Australia’s agricultural department has warned of a significant drop in the country’s winter crop production, primarily affecting wheat output, as the El Niño weather pattern brings dry conditions. As the world’s second-largest wheat exporter, Australia supplies major Asian buyers, including China, Indonesia, and Japan.
According to the latest crop report from the Department of Agriculture, Fisheries, and Forestry, the total forecast for Australian winter crop production in 2023-24 is expected to decrease by 34% to 44.9 million tonnes.
This figure is approximately 3% lower than the 10-year average up until 2022-23, which stood at 46.4 million tonnes. Wheat production is projected to decline by 34%, reaching 26.2 million tonnes, while barley is expected to decrease by 30% to 9.9 million tonnes—both figures falling below the 10-year average.
Canola production is forecasted to fall by 41% to 4.9 million tonnes, yet remaining 15% higher than the decade average.
The decline in Australian wheat supplies has raised concerns among millers in Asia. A Singapore-based trader at an international trading company, which sells Australian wheat to Indonesian mills, commented, “For the last three years, millers in Asia have enjoyed ample supplies from Australia, but they will have to explore alternative sources next year.”
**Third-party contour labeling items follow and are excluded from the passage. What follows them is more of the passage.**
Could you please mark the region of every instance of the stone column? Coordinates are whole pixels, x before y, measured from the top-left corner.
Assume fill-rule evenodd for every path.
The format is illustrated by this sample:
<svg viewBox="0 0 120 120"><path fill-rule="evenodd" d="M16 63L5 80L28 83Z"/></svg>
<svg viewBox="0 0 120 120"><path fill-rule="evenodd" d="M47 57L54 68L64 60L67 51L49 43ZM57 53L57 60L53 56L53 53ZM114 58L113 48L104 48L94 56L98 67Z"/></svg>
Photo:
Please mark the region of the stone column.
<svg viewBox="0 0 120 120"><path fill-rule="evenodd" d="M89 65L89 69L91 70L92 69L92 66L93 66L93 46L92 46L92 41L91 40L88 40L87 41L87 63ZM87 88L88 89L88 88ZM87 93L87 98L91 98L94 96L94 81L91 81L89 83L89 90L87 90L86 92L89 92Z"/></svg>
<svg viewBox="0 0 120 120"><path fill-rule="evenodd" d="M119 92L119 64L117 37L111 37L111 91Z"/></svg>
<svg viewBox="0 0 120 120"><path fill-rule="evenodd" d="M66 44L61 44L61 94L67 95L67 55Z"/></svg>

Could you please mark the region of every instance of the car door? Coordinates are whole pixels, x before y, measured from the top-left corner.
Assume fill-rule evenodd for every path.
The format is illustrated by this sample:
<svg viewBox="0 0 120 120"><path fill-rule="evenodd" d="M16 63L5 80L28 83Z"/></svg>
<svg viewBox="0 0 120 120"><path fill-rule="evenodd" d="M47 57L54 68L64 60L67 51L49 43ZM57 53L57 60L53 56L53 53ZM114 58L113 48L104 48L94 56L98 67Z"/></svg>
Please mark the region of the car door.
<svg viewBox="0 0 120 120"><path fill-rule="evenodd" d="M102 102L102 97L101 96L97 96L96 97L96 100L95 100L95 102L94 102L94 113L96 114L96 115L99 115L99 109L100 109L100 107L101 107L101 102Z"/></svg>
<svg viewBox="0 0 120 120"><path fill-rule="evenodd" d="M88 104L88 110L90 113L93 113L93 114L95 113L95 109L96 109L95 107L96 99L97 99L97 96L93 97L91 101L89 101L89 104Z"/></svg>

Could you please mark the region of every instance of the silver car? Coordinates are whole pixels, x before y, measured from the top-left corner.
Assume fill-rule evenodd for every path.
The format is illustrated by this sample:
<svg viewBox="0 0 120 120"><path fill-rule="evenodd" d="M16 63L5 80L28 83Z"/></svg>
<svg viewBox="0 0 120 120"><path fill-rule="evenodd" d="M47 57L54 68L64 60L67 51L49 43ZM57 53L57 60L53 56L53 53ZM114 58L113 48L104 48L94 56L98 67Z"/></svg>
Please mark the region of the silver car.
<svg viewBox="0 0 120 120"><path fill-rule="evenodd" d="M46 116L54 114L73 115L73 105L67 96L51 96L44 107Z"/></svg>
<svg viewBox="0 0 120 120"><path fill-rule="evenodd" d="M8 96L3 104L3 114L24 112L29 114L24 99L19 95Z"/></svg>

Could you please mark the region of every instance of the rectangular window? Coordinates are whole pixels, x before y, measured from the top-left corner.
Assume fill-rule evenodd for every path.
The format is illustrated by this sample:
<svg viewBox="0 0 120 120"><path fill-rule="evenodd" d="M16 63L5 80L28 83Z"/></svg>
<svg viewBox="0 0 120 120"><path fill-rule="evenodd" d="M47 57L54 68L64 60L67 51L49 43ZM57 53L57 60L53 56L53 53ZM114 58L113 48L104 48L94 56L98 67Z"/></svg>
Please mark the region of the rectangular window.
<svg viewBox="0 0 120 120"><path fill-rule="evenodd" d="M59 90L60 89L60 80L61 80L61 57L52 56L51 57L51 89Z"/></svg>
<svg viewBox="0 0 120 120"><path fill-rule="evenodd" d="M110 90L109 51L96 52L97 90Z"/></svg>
The trader mentioned that European, Black Sea, and to some extent, US wheat could potentially replace Australian wheat in the market.
Planting of Australian wheat occurs in April-May, with harvesting commencing in November. The country’s weather bureau has issued a warning, stating a 70% likelihood of the El Niño weather pattern’s development this year.
This pattern is typically associated with hotter and drier conditions, posing a significant threat to food producers across Asia. Consequently, Australian wheat, palm oil, and rice production in Southeast Asia are particularly at risk.
Despite the expected decline, the area planted with winter crops remains historically high at 23.3 million hectares, with wheat and canola plantings experiencing a minor decrease of 2% and 11% respectively. On the other hand, barley plantings are set to rise by 4% to 4.3 million hectares, as it is better suited to endure drier conditions.
The anticipated lower yields will exert pressure on the total value of agricultural production, with a forecasted 14% decrease to A$79 billion ($52 billion) in 2023-24, which will still be the third-highest on record.
Additionally, agricultural exports are expected to plummet by 17% to A$65 billion in 2023-24, influenced by reduced production and declining global prices for grains and oilseeds.
In the same period, summer crop production, including sorghum and cotton, is estimated to decline by 8% to 5.1 million tonnes, remaining well above the decade average.